Asset Allocation

Asset allocation is the implementation of an investment strategy that attempts to balance risk versus reward by adjusting the percentage of each asset in an investment portfolio according to the investor's risk tolerance, goals and investment time frame. 
Age and Investment Time Frame
Clients age and investment time frame have strong influences on investment choices. A younger investor with a longer investment timeframe may feel more comfortable taking on a more riskier or volatile investment because they can look beyond the immediate periods of slow economic growth and the inevitable ups and downs of the stock market. Likewise, an investor approaching retirement would probably take on less risk because they have a shorter investment time frame and therefore want to avoid the potential short-term market movements.
Risk Tolerance
Risk tolerance is the amount of risk that an investor is comfortable taking or the degree of uncertainty that an investor is able to handle. When it comes to investing, risk and reward are inextricably linked. All investments involve some degree of risk, it is essential that investors understand this, at Berkeley Private Wealth we have access to independent chartered financial advisers to assist our investors.

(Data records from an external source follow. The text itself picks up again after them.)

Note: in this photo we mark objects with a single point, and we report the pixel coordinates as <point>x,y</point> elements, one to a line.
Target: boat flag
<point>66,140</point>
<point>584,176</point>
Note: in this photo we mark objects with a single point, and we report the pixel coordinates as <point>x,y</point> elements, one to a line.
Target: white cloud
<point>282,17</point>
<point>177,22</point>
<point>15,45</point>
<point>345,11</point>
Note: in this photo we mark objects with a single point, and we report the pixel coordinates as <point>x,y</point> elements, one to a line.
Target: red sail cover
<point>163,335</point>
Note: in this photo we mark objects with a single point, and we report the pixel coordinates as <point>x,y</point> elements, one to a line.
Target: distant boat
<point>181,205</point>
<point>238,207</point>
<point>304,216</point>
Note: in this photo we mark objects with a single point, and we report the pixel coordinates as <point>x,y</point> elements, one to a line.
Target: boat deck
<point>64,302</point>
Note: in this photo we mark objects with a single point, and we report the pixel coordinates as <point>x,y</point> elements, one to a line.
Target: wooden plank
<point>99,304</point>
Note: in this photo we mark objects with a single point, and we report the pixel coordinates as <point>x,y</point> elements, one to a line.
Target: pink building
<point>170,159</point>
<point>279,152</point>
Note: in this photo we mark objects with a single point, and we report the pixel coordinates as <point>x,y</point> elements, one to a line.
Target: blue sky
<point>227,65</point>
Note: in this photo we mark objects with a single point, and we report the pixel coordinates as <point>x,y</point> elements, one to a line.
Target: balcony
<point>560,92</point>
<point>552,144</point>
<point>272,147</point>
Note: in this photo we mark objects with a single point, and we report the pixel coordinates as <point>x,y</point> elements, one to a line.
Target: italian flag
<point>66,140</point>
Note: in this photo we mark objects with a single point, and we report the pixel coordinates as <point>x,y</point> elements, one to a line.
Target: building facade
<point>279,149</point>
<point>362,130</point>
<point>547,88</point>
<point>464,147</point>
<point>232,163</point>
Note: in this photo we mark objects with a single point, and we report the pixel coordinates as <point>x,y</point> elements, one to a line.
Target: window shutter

Why asset allocation is so important

When different asset classes are included in a portfolio, investment returns will move up and down depending on the varying market conditions. Experienced investors use asset allocation as a way to diversify investments held within a portfolio. Spreading money among various investments ensures not all of them will go up or down at the same time. So, by investing in more than one asset category, the risk is spread making the portfolio's overall investment returns less volatile. In addition, asset allocation is important because it has a major impact on investors financial goals. If enough risk is not included within an investors portfolio, the investments may not earn a large enough return to meet the investor's target. For example, if an investor has 40 or 50 years until they retire, then most financial experts agree that they should have some exposure to equities within their portfolio. On the other hand, a portfolio heavily weighted to equities may be inappropriate if the investor is only five years from retirement. Determining the appropriate asset allocation model for a financial goal is a complicated task. Many believe that determining the asset allocation is the most important decision with respect to one's investments. At Berkeley Private Wealth, we have access to award-winning, highly experienced discretionary fund managers who deal with asset allocation amongst other things for our clients.
Investment choices
With a vast array of investment products; equities, bonds, funds and cash are only a fraction of the total investment products available to investors. Even within these particular asset classes, there are many subgroups and even derivatives of these groups, which also consists of subgroups. The three asset classes below have some basic characteristics: 
Also known as stocks, have historically, the greatest risk and highest returns among the three major asset classes. As an asset class, equities offer the greatest potential for capital growth. However, the volatility of equities can make them a very risky investment in the short term, but investors who are able to ride out the volatile returns of stocks over long periods of time generally have been rewarded with strong positive returns.
Government Bonds, or Gilts as they are known in the UK, are generally less volatile than equities but offer more modest returns. As a result, an investor approaching a financial goal or retirement age might increase their bond holdings relative to their equity holdings, because the reduced risk of holding more bonds would be attractive to the investor despite the lower growth potential. There are other types of bonds that are linked to corporate debt and these can offer higher returns than government debt, but the associated risk is usually higher as risk and reward are inextricably linked. 
Cash as well as cash equivalents, such as savings deposits, certificates of deposit, treasury bills, money market deposit accounts and money market funds are the safest investments but offer the lowest return of the three major asset categories. The principal concern for investors investing in cash equivalents is inflation risk. This is the risk that inflation will outpace and erode investment returns over time.